Wincing, she opened her other palm. The same. Her hands were crisscrossed with trembling gashes, pruned pink where the shower-water had been running in. Bubbles of flesh were turning white where the moisture of her body was rising up in fragile beads beneath the skin. Surprisingly, there was very little blood.

Crossing back over to the wire wall-rack mounted to the left of the shower stall, she found a roll of gauze bandage. Safety scissors, tape. Antiseptic. A gray towel. Her hands knew just where to go.

( He arranged this, Sophie, her mind was whirring, purling, he arranged this all exactly the way you keep your bathroom cabinet at home, all but the mirror that you hate, all perfectly set out, he knew you so well he loved you so much, he took you in here and you laughed at him, you, you …)

She wrapped and taped her skinned hands, one after the other. As she finished dressing, the panic threatened to overwhelm her. She hummed it away off-tune, as she always did.

Live for Lacie. So much more needed to be done. Keep control. She looked around.

The wall to her right, past the shower stall, had four huge freezers lined up against it side by side.
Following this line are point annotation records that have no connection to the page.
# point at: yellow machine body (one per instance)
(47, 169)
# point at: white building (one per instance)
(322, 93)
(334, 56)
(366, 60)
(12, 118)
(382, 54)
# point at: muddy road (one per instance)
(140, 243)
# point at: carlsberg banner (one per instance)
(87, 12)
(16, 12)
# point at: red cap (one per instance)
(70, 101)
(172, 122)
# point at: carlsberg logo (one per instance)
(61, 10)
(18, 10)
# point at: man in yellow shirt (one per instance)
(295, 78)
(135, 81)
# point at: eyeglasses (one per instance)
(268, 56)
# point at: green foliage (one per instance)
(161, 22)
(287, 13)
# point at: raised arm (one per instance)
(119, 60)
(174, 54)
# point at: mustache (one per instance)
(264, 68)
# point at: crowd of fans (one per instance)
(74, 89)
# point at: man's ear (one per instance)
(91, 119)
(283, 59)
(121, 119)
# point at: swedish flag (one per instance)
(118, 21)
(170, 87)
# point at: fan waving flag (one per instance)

She brushed up against one, it was warm, the metal still radiating the incredible heat of the nuclear blasts outside. Stone dust sifted down onto Sophie’s left forearm as she leaned over the first freezer. She looked up past a bank of wall sockets, and saw that one of the largest wall cracks was there, in the seam between two concrete slabs. Each slab was stenciled, “/// WATER TANK /// ACCESS PANEL ///.” The crack ran up through the entire length of concrete and up into the ceiling, and so on higher, ever higher, into the mountain.